Paul Lacroix lui attribue les articles signés d'un S. parus dans le Conservateur littéraire. Ils semblent plutôt devoir être attribués à J.-B. Biscarrat.

Nommé conservateur à la Bibliothèque de l'Arsenal, A. Soulié a laissé une édition assez estimée des Poésies de Charles d'Orléans.

Le poète ne cache ni sa joie, ni sa reconnaissance pour ses protecteurs.

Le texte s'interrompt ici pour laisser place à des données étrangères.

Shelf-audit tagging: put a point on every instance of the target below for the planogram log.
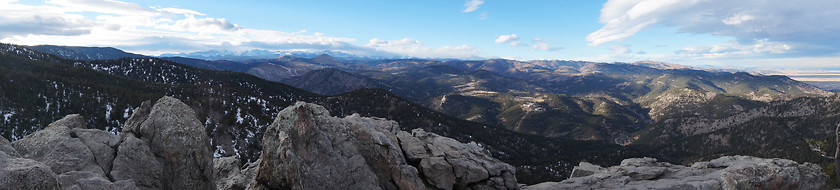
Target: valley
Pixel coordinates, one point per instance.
(543, 117)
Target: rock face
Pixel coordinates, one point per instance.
(306, 148)
(730, 172)
(230, 176)
(20, 173)
(165, 148)
(178, 141)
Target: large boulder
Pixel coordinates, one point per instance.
(6, 147)
(90, 181)
(21, 173)
(729, 172)
(448, 164)
(57, 147)
(306, 148)
(136, 162)
(178, 141)
(101, 143)
(230, 174)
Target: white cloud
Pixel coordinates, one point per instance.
(543, 45)
(811, 24)
(737, 19)
(620, 49)
(511, 39)
(414, 48)
(472, 5)
(158, 30)
(735, 49)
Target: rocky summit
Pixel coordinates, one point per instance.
(164, 146)
(306, 148)
(729, 172)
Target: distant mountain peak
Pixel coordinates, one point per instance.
(659, 65)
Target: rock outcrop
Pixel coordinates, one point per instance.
(163, 146)
(306, 148)
(179, 143)
(166, 148)
(730, 172)
(230, 174)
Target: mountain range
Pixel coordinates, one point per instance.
(541, 116)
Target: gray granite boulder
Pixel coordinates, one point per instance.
(21, 173)
(729, 172)
(306, 148)
(178, 141)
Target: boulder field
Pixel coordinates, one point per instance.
(163, 146)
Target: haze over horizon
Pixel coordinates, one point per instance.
(776, 37)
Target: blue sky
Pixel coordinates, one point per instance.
(770, 35)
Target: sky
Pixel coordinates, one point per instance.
(773, 36)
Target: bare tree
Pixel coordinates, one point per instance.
(817, 146)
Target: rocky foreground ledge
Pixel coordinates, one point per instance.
(163, 146)
(729, 172)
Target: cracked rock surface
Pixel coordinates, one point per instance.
(306, 148)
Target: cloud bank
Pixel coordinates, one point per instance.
(472, 5)
(768, 26)
(158, 30)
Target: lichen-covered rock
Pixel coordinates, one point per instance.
(40, 143)
(229, 175)
(730, 172)
(57, 147)
(72, 121)
(6, 147)
(178, 141)
(136, 162)
(306, 148)
(90, 181)
(21, 173)
(585, 169)
(101, 143)
(471, 166)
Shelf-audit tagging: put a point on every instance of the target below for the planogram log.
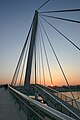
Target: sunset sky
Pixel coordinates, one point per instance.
(15, 20)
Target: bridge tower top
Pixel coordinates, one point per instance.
(31, 49)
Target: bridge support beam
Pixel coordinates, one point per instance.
(30, 54)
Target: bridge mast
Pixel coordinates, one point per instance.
(30, 54)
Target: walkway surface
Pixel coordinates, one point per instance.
(8, 109)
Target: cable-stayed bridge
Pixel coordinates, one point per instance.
(29, 84)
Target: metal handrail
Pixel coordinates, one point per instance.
(45, 109)
(59, 102)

A Monsieur J.-B. Soulié, hôtel de Hollande,
rue Neuve-des-Bons-Enfants, à Paris.
Blois, 27 avril 1825, matin.

Savez-vous, mon bon Soulié, que les grâces royales pleuvent sur moi, au moment où je viens à Blois me faire hermite? Le Roi me nomme chevalier de la Légion d'honneur, et me fait l'insigne honneur de m'inviter à son sacre. Vous allez vous réjouir, vous qui m'aimez, et je vous assure que le plaisir que cette nouvelle vous fera augmente beaucoup ma propre satisfaction. Il y a entre nous une telle fraternité de sentiments et d'opinions, qu'il me semble que ma croix est la vôtre, comme la vôtre serait la mienne.